Summary
considering "the amount that respondent agreed to advance" in finding that a transaction was not covered by criminal usury laws
Summary of this case from Star Funding, Inc. v. Vault Minerals, LLCOpinion
June 26, 1989
Appeal from the Supreme Court, Nassau County (Brucia, J.).
Ordered that the appeal from the order dated February 26, 1988 is dismissed, as that order was superseded by the order dated June 28, 1988 made upon reargument; and it is further,
Ordered that the order dated June 28, 1988 is affirmed insofar as appealed from; and it is further,
Ordered that the respondent is awarded one bill of costs.
Pursuant to a building loan agreement, the respondent Central Federal Savings, F.S.B. (hereinafter Central Federal) agreed to lend the appellant Tides Edge Corporation (hereinafter Tides Edge) $4,250,000. Central Federal actually advanced $973,520 to Tides Edge. For reasons that are unclear from the record, construction did not proceed and no further amounts were advanced. Tides Edge repaid the $973,520 plus interest and commenced this lawsuit alleging, inter alia, in its first cause of action, that the loan was usurious. Tides Edge alleged that it was entitled to recover twice the amount of interest it had paid under General Obligations Law § 5-511 and Banking Law § 108 (6), which provide that, where a loan is usurious, the borrower is entitled to recover from the lender "twice the entire amount of the interest thus paid" (General Obligations Law § 5-511; Banking Law § 108).
Except for cases of criminal usury under Penal Law § 190.40, a corporation may not interpose the defense of usury (see, General Obligations Law § 5-521). Thus, a usurious contract, although void as against an individual, retains its validity when the borrower is a corporation (see, Jenkins v Moyse, 254 N.Y. 319, 324; see also, Leader v. Dinkler Mgt. Corp., 20 N.Y.2d 393, 400). A corporate borrower may not avail itself of those statutory provisions that declare usurious contracts void and provide attendant remedies (Dilg v. Bank of U.S., 244 App. Div. 223, 225; see, General Obligations Law § 5-521).

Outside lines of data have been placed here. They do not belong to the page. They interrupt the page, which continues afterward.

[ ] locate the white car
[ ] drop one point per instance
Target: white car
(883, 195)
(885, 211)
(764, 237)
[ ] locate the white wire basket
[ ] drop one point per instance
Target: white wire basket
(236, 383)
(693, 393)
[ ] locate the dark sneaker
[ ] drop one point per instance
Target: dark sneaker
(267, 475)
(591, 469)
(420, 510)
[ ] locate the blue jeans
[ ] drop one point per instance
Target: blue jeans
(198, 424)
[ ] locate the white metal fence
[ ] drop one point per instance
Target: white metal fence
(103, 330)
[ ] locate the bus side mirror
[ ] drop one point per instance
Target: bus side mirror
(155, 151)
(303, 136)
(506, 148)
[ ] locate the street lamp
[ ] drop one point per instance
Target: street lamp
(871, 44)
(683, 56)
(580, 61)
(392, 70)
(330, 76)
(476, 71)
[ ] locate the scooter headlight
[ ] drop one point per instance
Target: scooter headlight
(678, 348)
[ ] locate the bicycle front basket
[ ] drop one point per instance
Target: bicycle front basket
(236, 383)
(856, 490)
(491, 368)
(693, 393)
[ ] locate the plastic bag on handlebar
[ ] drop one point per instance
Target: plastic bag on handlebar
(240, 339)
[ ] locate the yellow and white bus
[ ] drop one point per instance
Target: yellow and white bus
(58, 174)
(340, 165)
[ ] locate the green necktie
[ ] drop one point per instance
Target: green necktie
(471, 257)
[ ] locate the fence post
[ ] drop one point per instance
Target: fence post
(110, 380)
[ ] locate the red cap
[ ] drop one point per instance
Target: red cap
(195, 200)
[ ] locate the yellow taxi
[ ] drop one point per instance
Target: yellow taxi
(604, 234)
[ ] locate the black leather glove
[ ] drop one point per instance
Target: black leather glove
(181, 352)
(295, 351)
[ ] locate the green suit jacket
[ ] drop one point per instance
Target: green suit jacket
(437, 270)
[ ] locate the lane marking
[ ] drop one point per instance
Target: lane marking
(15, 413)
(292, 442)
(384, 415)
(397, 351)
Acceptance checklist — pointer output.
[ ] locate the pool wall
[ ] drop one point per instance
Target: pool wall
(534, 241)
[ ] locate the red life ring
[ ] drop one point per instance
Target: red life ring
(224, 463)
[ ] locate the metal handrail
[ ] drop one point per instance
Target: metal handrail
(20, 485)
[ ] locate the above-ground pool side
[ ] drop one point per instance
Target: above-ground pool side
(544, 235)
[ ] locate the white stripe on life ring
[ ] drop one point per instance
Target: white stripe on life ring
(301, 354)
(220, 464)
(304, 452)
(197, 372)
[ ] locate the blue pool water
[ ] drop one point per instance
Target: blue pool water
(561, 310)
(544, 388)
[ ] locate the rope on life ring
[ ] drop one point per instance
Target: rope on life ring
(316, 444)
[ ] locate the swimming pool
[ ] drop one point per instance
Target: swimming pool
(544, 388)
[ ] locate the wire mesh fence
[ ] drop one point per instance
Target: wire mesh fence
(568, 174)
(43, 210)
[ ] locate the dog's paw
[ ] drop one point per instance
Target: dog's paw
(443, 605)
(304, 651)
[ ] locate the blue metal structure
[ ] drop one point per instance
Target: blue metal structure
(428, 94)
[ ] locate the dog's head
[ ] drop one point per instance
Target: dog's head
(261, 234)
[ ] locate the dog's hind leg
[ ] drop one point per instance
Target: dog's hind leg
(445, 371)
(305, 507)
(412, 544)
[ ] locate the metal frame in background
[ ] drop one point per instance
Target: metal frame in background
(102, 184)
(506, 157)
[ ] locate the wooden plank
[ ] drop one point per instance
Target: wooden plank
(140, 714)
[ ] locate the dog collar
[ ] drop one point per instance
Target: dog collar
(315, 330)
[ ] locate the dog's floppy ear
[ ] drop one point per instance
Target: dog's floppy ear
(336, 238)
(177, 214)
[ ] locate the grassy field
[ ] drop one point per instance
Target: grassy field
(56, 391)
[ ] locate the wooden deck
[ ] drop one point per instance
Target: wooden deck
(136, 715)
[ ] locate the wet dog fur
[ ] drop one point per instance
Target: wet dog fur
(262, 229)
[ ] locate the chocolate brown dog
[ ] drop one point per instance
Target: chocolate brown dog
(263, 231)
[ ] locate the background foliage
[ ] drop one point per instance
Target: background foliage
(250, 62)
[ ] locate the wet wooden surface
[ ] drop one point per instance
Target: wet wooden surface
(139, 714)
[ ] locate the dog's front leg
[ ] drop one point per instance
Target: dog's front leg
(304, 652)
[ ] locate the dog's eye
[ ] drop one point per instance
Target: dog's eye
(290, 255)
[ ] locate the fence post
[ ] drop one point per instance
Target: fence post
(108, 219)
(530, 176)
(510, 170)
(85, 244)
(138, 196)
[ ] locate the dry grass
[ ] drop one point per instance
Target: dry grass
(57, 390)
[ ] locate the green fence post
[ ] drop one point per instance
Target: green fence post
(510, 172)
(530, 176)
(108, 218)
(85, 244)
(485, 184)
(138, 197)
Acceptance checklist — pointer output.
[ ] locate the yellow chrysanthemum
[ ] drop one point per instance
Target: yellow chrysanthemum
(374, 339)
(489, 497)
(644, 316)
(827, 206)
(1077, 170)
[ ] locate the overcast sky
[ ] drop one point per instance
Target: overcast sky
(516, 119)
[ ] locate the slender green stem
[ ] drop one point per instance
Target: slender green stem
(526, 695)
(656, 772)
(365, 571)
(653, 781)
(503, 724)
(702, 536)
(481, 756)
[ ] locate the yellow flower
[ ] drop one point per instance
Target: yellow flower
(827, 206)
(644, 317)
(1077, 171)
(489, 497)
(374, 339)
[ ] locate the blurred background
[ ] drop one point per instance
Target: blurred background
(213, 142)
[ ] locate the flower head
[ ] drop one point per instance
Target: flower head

Although the plaintiff alleges a violation of the Equal Protection Clause, it has failed to address the issue of whether the distinction between corporations and natural persons is an "inherently invidious" classification not rationally related "to the achievement of legitimate governmental ends" (Searle Co. v Cohn, 455 U.S. 404, 408). In any event, we find that this distinction does not constitute invidious discrimination (see, Lehnhausen v. Lake Shore Auto Parts Co., 410 U.S. 356, 359, reh denied 411 U.S. 910).
On its motion to reargue, Tides Edge asserted that the interest payable under the agreement exceeded 25% and that constituted criminal usury under Penal Law § 190.40. Accordingly, the plaintiff contended that it could still avail itself of the remedies provided by General Obligations Law § 5-511 and Banking Law § 108 (6). However, banks cannot be charged with criminal usury (Flushing Natl. Bank v. Pinetop Bldg. Corp., 54 A.D.2d 555, affd 42 N.Y.2d 1038). Accordingly, Tides Edge's contention in this regard was without merit.
In any event, given the fact that the amount that respondent agreed to advance exceeded $2,500,000, the transaction is exempt, under General Obligations Law § 5-501 (6) (b), from the operation of any law regulating the payment of interest.
We have considered the appellant's remaining contentions and find them to be without merit. Thompson, J.P., Rubin, Sullivan and Rosenblatt, JJ., concur.